In December 2011, 175 experts and leaders gathered at the National Weather Center in Norman, Oklahoma to begin a conversation on what it takes for our country to become a Weather-Ready Nation (WRN). Their goal was to "identify, prioritize, and set in motion actions to improve the nation's resiliency against severe weather, especially tornadoes, to protect lives and property." To better clarify physical and social science actions to meet this goal, a second meeting was held in April 2012 in Birmingham, Alabama.

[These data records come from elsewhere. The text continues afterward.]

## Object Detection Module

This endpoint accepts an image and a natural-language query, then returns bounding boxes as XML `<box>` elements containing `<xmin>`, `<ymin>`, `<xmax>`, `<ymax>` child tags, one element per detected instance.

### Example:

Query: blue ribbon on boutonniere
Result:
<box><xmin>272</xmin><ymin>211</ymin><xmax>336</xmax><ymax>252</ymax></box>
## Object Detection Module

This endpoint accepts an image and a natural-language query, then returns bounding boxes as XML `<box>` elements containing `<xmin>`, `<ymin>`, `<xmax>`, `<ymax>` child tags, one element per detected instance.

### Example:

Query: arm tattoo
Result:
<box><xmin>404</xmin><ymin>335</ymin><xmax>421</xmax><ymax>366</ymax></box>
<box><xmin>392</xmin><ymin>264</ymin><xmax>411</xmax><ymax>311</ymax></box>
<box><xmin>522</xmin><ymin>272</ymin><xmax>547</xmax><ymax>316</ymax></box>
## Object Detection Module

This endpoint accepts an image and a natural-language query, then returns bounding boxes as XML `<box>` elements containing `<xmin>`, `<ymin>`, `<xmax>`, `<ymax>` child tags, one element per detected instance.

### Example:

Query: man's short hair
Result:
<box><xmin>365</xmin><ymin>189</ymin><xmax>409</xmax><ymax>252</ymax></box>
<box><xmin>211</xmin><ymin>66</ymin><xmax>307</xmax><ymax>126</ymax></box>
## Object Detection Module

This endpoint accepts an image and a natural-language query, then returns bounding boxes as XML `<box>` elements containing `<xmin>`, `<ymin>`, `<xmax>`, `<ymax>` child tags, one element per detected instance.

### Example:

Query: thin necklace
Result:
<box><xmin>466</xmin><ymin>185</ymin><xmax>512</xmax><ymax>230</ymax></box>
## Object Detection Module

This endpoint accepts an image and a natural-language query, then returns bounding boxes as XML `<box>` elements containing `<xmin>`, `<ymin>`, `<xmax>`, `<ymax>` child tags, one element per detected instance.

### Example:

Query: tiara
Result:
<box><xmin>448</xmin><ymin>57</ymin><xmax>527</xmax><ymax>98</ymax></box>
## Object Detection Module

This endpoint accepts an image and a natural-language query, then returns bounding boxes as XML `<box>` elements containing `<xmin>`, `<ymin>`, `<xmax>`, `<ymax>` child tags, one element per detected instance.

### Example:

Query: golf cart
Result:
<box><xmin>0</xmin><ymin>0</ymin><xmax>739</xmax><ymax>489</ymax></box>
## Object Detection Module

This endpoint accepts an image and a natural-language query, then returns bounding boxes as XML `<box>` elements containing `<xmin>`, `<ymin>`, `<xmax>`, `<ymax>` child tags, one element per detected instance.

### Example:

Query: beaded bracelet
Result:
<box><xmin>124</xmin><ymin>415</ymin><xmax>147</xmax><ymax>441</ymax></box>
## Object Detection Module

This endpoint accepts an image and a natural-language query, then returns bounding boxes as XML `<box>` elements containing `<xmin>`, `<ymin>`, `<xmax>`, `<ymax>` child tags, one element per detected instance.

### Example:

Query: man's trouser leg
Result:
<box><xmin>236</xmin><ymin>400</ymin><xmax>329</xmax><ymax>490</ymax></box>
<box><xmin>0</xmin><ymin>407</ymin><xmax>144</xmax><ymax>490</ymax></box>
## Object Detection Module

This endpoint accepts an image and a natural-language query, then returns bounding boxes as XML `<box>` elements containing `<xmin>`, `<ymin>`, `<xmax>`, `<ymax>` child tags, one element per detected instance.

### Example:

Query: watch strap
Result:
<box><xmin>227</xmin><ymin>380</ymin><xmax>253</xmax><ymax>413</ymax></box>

The proceedings from these two meetings were summarized in reports, and from those reports 39 actions items (AIs) and twelve recommended projects emerged. Many actions are multi-disciplinary and multi-organizational, and will require participation by the social science community. The actions comprise a resource for understanding the social science needs of the weather enterprise, particularly with respect to warnings for high impact events.

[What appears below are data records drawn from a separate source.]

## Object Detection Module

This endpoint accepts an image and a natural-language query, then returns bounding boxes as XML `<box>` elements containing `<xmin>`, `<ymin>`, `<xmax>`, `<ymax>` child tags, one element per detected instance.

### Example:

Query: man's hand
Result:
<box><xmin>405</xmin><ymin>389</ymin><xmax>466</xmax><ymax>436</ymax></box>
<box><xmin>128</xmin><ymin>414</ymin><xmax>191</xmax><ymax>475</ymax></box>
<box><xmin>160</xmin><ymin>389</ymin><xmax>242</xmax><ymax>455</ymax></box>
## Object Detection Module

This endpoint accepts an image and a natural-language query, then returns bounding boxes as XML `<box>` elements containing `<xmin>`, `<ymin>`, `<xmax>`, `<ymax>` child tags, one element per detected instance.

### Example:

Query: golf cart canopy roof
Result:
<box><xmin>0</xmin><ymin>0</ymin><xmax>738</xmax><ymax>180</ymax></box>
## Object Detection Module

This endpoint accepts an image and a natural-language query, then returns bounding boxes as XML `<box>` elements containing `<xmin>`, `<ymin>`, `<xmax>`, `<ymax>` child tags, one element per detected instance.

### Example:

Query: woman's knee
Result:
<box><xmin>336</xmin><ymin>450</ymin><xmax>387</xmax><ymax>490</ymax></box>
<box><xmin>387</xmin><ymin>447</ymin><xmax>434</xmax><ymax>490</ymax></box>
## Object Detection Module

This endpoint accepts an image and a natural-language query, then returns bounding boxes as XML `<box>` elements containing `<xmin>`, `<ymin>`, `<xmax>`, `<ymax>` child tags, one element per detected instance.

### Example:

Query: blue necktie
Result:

This presentation will provide an overview of the Action Items and any progress to date, including identifying which ones have been completed, underway or are waiting for further action. The intention is to re-energize dialogue with the Weather, Water and Climate Enterprise towards fulfilling the needs and gaps identified at the Norman and Birmingham WRN Meetings. In the true spirit of dialogue, espoused at the Norman and Birmingham meetings, all sectors of the broader weather, water and climate enterprise need to be included as part of the solution towards fulfilling the varied needs and gaps identified and building community resilience in the face of increasing vulnerability to extreme weather and water events.